In [1]:
%cd ..
#%load_ext autoreload
#%autoreload 2
from sklearn.ensemble import RandomForestClassifier
from sklearn.datasets import make_classification
import librosa
import numpy as np

from evoaudio.population import Population
from evoaudio.sample_library import SampleLibrary
from evoaudio.feature_extraction import extract_features_for_window, extract_features_for_windows


c:\Users\justi\coding\Uni\MA


  from .autonotebook import tqdm as notebook_tqdm


### Population to feature vector of shape (n_features)

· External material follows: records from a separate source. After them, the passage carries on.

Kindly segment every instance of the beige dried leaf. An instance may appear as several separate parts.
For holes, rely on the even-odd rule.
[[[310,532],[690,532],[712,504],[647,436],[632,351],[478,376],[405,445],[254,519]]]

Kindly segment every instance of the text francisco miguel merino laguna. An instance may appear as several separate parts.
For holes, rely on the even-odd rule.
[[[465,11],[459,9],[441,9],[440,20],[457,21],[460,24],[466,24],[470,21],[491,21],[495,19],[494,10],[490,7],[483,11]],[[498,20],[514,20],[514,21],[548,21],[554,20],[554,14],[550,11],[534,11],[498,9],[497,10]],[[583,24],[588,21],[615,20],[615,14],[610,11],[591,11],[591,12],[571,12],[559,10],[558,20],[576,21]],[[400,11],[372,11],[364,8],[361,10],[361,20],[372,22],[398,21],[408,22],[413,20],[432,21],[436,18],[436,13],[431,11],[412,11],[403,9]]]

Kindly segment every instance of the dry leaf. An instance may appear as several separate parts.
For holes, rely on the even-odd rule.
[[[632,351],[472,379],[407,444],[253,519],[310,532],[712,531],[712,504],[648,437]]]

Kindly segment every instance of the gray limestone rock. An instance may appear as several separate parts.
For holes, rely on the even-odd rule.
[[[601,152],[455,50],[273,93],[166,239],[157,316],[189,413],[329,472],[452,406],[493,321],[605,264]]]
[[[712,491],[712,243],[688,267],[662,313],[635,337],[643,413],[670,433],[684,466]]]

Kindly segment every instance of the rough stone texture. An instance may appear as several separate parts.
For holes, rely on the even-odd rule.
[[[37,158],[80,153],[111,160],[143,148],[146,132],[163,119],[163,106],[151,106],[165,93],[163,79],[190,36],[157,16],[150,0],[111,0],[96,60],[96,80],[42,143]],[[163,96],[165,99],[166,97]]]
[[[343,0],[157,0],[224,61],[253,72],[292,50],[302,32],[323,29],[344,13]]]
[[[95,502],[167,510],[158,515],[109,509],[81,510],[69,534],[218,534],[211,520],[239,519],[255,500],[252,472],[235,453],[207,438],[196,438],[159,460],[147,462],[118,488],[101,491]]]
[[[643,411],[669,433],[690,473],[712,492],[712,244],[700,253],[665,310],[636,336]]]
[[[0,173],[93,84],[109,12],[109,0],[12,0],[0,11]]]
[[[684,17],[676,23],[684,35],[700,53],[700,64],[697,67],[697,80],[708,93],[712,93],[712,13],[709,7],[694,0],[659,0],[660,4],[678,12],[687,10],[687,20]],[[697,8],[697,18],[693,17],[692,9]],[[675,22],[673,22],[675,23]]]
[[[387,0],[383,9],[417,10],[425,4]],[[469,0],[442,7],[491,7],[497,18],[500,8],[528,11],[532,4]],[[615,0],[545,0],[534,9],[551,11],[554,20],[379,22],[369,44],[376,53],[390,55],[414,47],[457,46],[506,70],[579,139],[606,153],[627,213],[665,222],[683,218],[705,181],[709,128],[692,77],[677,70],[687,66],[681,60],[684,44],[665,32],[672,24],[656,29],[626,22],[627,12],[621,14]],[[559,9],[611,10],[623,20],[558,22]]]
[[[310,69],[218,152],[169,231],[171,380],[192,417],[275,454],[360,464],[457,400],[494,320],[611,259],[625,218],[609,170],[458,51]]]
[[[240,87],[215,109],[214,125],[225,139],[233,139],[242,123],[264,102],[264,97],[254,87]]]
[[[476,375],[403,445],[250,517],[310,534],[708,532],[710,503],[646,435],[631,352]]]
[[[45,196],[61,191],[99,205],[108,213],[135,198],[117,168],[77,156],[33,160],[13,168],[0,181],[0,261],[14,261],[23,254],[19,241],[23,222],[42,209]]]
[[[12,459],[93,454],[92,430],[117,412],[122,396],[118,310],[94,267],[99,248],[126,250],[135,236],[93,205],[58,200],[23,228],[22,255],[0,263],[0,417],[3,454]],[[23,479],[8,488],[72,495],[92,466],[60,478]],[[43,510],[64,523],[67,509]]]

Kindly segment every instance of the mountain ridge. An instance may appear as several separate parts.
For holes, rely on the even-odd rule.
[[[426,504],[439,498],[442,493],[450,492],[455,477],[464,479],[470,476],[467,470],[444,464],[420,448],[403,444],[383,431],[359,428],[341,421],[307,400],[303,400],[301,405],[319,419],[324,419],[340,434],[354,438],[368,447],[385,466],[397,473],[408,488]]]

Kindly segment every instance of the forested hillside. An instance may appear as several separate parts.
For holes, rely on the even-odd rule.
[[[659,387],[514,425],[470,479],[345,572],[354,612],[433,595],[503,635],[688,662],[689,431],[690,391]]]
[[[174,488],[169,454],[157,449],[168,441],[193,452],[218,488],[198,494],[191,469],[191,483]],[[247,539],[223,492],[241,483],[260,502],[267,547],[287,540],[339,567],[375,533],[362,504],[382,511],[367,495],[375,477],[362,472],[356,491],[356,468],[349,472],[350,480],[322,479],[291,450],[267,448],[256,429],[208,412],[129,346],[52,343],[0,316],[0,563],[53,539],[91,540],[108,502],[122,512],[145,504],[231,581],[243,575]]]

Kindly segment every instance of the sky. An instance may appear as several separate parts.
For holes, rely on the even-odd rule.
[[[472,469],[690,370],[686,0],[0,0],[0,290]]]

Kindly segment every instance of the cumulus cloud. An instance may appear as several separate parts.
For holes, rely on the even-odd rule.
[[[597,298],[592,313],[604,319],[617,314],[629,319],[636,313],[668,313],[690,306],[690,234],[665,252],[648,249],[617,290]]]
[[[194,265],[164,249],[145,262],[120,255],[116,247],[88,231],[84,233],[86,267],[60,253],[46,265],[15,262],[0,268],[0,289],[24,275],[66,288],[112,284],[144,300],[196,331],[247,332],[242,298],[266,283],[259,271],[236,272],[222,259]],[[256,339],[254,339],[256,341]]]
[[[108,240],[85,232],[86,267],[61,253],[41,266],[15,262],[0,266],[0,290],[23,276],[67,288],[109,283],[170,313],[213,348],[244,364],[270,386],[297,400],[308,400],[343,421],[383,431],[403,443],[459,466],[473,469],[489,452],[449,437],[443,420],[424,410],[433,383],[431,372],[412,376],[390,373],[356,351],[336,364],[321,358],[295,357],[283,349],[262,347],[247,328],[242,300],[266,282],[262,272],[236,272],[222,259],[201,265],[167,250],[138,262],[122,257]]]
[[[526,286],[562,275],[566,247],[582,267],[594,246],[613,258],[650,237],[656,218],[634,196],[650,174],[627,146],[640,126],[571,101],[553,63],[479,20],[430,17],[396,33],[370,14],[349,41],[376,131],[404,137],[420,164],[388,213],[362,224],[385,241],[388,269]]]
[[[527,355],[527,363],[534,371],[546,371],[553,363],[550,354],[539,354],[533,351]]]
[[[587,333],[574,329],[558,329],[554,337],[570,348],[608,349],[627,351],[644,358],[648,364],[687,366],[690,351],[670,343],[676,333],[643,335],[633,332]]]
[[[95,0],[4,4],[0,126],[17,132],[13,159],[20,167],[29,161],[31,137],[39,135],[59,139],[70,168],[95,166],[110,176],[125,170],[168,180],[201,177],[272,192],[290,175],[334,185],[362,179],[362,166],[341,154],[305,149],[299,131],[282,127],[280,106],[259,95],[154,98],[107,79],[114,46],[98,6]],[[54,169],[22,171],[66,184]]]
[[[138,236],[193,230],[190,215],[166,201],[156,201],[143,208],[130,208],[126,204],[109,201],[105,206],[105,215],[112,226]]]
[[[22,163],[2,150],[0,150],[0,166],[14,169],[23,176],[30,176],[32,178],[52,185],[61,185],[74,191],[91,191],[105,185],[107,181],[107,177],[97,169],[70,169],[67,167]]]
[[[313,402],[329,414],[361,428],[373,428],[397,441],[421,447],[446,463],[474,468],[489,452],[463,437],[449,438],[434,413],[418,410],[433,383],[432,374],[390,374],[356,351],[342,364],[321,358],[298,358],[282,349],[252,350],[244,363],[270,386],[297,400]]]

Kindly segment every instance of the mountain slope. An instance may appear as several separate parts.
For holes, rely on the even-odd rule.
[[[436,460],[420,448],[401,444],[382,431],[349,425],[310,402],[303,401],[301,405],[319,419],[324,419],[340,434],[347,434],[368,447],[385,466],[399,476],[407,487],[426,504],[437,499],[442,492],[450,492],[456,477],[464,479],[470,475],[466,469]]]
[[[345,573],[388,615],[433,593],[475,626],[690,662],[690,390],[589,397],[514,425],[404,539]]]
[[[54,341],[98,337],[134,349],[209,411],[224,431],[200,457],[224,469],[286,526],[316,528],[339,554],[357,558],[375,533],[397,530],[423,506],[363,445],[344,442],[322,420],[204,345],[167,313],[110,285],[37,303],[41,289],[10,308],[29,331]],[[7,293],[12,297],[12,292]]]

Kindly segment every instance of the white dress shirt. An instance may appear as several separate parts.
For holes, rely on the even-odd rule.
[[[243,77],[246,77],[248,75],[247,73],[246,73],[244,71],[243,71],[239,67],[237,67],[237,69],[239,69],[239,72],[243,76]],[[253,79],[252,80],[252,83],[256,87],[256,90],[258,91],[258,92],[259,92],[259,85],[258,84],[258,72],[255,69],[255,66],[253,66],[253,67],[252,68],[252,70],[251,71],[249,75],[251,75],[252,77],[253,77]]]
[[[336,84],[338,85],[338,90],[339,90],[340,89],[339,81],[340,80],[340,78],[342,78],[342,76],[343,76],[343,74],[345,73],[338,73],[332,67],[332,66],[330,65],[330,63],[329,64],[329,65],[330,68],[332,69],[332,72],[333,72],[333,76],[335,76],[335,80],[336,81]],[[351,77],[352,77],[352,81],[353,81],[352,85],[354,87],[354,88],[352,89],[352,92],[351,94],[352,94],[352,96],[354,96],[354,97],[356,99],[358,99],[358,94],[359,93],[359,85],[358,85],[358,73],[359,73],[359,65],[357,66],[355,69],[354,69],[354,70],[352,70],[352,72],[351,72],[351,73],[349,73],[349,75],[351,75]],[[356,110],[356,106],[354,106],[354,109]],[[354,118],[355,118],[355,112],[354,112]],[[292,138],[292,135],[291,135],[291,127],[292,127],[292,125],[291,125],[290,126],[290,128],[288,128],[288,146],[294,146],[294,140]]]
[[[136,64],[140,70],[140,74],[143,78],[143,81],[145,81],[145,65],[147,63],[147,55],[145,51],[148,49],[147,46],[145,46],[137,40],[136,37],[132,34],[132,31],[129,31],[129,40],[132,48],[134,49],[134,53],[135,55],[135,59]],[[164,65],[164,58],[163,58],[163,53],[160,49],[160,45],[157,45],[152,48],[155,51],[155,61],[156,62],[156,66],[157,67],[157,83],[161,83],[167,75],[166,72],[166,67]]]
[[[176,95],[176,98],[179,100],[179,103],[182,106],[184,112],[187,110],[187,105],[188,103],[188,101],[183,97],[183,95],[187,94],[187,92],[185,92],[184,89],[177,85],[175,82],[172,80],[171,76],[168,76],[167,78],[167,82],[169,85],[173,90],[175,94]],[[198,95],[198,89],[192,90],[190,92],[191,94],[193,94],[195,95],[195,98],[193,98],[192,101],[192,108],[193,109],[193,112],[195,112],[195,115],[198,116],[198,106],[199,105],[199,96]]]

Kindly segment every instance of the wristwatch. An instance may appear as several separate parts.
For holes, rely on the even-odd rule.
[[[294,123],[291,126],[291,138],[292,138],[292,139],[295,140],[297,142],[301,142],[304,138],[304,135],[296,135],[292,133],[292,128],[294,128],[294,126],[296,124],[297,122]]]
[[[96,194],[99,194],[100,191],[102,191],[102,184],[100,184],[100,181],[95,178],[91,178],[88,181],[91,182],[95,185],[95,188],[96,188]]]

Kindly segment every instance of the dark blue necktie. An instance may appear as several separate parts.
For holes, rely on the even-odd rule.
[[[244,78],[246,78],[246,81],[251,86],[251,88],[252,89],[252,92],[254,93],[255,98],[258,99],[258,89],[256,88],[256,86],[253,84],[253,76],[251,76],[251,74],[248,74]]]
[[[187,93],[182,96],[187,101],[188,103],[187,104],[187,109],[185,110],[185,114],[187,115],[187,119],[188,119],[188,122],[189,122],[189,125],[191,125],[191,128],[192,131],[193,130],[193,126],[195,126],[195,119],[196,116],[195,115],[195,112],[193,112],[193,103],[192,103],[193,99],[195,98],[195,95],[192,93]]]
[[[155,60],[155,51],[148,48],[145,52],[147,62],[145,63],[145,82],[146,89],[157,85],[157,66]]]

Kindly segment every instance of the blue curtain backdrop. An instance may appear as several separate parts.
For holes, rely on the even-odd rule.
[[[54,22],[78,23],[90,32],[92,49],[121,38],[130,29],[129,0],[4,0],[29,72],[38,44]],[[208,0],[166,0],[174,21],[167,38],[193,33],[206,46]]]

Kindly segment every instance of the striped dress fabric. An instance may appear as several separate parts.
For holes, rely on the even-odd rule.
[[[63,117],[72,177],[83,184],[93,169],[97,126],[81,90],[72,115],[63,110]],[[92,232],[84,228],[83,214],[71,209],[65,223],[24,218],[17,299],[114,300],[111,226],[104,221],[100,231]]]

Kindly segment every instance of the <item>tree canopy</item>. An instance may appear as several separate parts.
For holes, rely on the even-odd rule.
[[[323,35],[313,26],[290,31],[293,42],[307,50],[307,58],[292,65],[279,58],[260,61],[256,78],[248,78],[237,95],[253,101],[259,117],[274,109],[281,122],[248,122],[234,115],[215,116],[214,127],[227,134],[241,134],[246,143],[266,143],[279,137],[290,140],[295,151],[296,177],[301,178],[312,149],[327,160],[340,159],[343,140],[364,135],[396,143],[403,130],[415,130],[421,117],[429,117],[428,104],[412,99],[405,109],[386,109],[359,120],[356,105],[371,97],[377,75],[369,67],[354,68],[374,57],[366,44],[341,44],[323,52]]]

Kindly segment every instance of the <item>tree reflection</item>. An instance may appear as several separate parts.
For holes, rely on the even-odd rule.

"The following statistics are proposed as approximative features.  
For each instrument and each onset in the approximated
music track, we save the smallest distance between the best
candidate mixture which contains this instrument and the onset
to approximate.  
(pop.best_collections_per_onset)  
  
These smallest distances are kept during the
complete evolutionary loop in an archive and do not represent
the final population only. (TODO!) 
    
Then, we estimate the mean, the
minimum, and the maximum values for each of 51 instrument
and 88 theoretically possible pitches for two different analysis
frames of 10s and 3s. Additionally, we sort the recognised
instruments based on the smallest distances, and assign ranks
to corresponding approximative features, e.g., value of “rang
of acoustic guitar” = 1 means that acoustic guitar had the
smallest mean distance between approximations with this
instrument and unknown onsets in the analysis frame. This
leads to an overall number of feature dimensions equal to
(51 · 3 + 88 · 3 + 51) · 2 = 936."

In [2]:
pop = Population.from_file("30k_gen_nutcracker.pkl")
target, sr = librosa.load(librosa.ex('nutcracker'), duration=30)
lib = SampleLibrary()

Loading samples: 100%|██████████| 6478/6478 [00:16<00:00, 403.26it/s]


In [3]:
## Choose two different analysis frames of 10s and 3s
end_offset = 10 * sr
possible_onsets = len(target) - end_offset
window_start = np.random.randint(low=0, high=possible_onsets)
window_end = window_start + end_offset

## Grab the onsets in those windows, and the associated best records from the population
relevant_collections = [collection for collection in pop.best_collections_per_onset.values() if collection.onset in range(window_start, window_end)]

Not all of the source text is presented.